Weka. Photo by Heather Markel, Copyright 2020, All Rights Reserved.
Before heading out, I go to the kiwi area. It’s pitch black, very hard to see, but I’m treated to a young male and female. We learn they’ll stay till they’re about one, when they’re big enough to stand a fighting chance against possums in the wild. I’m a little sad that they’ve reversed night and day for the benefit of tourists. They sleep by day and forage by night. Their habitat is kept dark by day, and daylight is simulated while it’s really nighttime outside.
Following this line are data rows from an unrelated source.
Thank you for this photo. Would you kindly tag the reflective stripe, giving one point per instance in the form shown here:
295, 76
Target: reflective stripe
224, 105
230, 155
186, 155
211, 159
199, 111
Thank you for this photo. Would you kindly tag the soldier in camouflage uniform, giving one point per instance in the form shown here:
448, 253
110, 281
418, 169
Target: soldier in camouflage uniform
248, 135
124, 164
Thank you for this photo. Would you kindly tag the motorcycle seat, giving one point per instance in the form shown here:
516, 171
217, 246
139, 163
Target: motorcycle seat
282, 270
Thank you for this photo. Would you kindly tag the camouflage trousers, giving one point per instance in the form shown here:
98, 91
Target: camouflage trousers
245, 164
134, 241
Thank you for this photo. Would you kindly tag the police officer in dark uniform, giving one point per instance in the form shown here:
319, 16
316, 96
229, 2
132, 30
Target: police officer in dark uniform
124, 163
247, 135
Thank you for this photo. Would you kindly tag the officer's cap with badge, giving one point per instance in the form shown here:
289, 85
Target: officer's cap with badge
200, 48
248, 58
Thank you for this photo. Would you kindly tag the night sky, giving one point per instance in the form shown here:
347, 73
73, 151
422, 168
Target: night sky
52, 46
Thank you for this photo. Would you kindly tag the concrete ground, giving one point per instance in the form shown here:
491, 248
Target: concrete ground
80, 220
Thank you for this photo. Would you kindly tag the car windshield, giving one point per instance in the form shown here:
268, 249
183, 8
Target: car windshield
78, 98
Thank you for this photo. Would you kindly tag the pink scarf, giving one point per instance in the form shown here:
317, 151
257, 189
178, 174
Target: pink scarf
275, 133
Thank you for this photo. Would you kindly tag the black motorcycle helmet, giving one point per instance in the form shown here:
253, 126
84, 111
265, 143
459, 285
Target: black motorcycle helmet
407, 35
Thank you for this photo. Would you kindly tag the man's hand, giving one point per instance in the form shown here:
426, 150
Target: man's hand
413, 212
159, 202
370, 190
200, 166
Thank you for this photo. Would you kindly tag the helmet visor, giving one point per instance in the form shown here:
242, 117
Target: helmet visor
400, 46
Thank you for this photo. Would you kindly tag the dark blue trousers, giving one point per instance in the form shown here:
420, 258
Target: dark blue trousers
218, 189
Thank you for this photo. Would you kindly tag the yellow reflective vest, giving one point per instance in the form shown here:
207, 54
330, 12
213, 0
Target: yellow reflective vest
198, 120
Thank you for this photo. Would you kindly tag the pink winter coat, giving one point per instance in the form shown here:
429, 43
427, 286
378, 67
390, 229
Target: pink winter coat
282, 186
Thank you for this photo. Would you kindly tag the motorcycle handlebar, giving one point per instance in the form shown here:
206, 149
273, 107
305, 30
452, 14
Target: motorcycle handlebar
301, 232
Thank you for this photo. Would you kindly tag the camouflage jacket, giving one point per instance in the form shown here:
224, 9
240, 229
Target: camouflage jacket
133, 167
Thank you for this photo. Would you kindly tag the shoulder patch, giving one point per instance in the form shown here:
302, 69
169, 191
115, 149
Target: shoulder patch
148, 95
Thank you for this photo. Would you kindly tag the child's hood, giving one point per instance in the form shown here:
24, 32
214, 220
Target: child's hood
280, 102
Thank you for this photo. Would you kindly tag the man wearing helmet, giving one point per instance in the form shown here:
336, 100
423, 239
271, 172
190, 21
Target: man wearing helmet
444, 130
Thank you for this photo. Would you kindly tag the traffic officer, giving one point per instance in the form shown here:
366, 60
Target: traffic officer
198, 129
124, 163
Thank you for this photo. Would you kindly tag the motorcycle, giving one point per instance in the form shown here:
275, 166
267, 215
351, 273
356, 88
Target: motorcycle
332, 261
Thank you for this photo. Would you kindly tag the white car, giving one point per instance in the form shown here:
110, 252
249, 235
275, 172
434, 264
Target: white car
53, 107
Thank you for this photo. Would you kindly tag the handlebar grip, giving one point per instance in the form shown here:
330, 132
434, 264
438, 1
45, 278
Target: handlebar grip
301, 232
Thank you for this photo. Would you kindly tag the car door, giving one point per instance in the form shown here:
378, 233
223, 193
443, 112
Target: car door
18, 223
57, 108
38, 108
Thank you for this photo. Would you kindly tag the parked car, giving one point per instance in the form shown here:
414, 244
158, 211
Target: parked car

Before being released into the wild, they’ll reverse the day and night so they’re acclimated upon departure. (Click here if you want to see what a kiwi bird looks like.)
I leave the bird park feeling I’ve had a magical day. On the way back down to the town center, I spot a medical clinic. That cough I picked up from my neighbor on the plane hasn’t gotten better despite all the drugstore remedies. I approach the desk outside and speak to the man there. It’s been 12 days since my arrival into New Zealand. He informs me that no doctor will want to see me unless I’ve been in the country for two weeks. He says I can go to the coronavirus clinic for a mere $200 NZD. But I have no fever, no sneezing, and I’m afraid to potentially be in contact with someone infected, not to mention I can’t afford the price. He suggests I go to the drugstore next door, which I do. They tell me I’m doing all the right stuff. Oh, well. I decide to treat myself to a hearty steak dinner.
I end up at Prime, right by the water, and wait in front of the hostess station to be seated. There’s a table for two right by the water. Somehow, though I’m right in front of her, the hostess doesn’t see me and begins to help the couple that’s come in after me. I speak up, she apologizes, and seats me. Then I get antsy. I’m trying to trust that things happen for a reason and follow signs. I look up reviews of the restaurant and they are mediocre. I conclude I’m in a touristy restaurant where I’m paying for the view, and the food isn’t as good. I make an excuse to the waitress and leave. I end up a couple doors down at Boardwalk. I made the right choice – everyone bends over backwards with kindness and I feel well taken care of. The steak is amazing and I feel excellently nourished.
Queenstown boardwalk at night. Photo by Heather Markel, Copyright 2020 All Rights Reserved.
Funny story – when I looked at this photo the day after, and zoomed in on the woman in the red jacket taking a photo, I learned I had snapped a photo of my friend Dana without realizing it!
The next morning, I have an early bus to Lake Tekapo. I head back to my hotel grateful for my quick visit to Queenstown, making a mental note that I want to come back here with a larger budget and one day see the west of the Southern Island. For now, I’m happy with my time here and looking forward to my next stop.